When it comes to your outdoor furniture, maintenance is essential. With the ever-changing weather in LA, your outdoor aesthetic is constantly being exposed to the elements. So how do you keep your furniture clean and ready for any time of the year? With helpful outdoor furniture cleaning tips, of course! Read on below for simple advice you can use to maintain your home‘s exterior lounge.
Set a Cleaning Routine for Your Outdoor Furniture
Start with sweeping as a general practice for keeping your outdoor furniture area clean. It is important to clear off surfaces when needed by using a soft-bristle brush and water. Afterward, you can wash the surface using mild soap mixed with a gallon of water and a soft spine. From there, you can use a lint-free cloth to pat the surface dry.

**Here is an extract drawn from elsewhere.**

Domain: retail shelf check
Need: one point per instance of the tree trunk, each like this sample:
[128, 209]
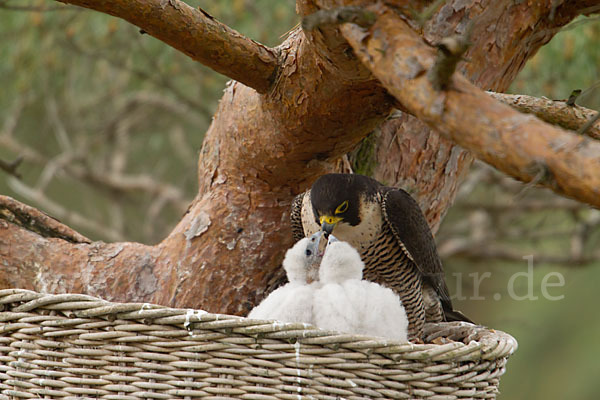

Tips for Deep Cleaning Every Type of Outdoor Furniture
Deep clean your patio furniture at least twice a year: once in the spring before you start using it regularly as temperatures rise, and again in the fall before you put it all away for the winter.
This pliable weave used to make furniture is traditionally constructed from rattan, split reed, or coated paper and is sometimes reinforced with metal. Coats of clear varnish, paint or a combination of the two are often applied to protect the surface. Sunlight is the primary enemy of wicker. Always cover wicker furniture if you intend to leave it outside for more than two or three weeks.
To remove dirt and debris, vacuum with a dust-brush attachment or use a dry paintbrush. Clean with a mild soap solution. Scrub, and rinse. Avoid using too much water, which can weaken the fibers. Dry as described.
Most lumbers used for outdoor furniture naturally resist decay and withstand the elements. Although sealants help preserve color and protect against wear and tear, they aren’t necessary. Left unfinished, the wood acquires a silvery-gray patina and requires little maintenance.
To remove stains or mildew, mix 1 gallon hot water with powdered oxygen bleach according to directions. Scrub the area with a soft-bristle brush, and rinse. To remove rust stains or bird droppings, or to restore original color, sand lightly along the grain using fine-grit sandpaper, and rinse. If the area is too large to sand, mix hot water with oxalic acid crystals (also called wood bleach or wood brightener) according to directions. Apply with a soft-bristle brush, and rinse. Don’t use chlorine bleach, which can damage wood fibers.
Aluminum, iron, steel, and other metals can be wrought (heated and hammered into shape), cast from molds (often in solid pieces), or formed into hollow tubing. Because most of these, except aluminum, are subject to rust, metal furniture is usually finished with layers of clear varnish, paint, or a durable powder coating.
Use a mild soap solution, scrub, rinse, and dry as described. To remove rust stains or mold, sand the area lightly using fine-grit sandpaper. Wipe it clean, and apply touch-up paint if needed (available through the manufacturer) in several thin layers. Let dry between coats. Humidity may affect the paint, so it’s best to work on a dry day.
Material for outdoor use often called performance fabric, is designed to resist sun damage, stains, moisture, and mildew. Solution-dyed fabric, woven with pigment-infused fibers, is less prone to fading and can handle more-aggressive cleansers than printed or piece-dyed cloth. To determine which you have, check both sides of the fabric.
Machine wash your removable covers in cold water using mild, bleach-free laundry soap and then air-dried. To hand wash, submerge the fabric in a solution of 1/4 cup of gentle liquid soap, such as Ivory, and 1 gallon of lukewarm water (do not exceed 100 degrees), swishing gently. Rinse and air-dry.
To clean mold from solution-dyed fabrics, mix 1 gallon of warm water with 2 tablespoons of oxygen bleach if the care guide lists it as an approved cleaning agent. Wet the affected area, and scrub with a soft-bristle brush. Rinse and air-dry.
Resin or all-weather furniture is generally made from plastic, either polyvinyl chloride (PVC) or polyethylene (PE). These plastics are manufactured with a number of chemical additives, including ultraviolet stabilizers and fungicides, and can be shaped to mimic wood, wicker, and items such as woven chair straps and slings.
Use a mild soap solution, scrub, rinse, and dry as described. For tough stains or mildew, try a solution of 10 parts water to 1 part chlorine bleach if the care guide lists bleach as an approved cleaning agent.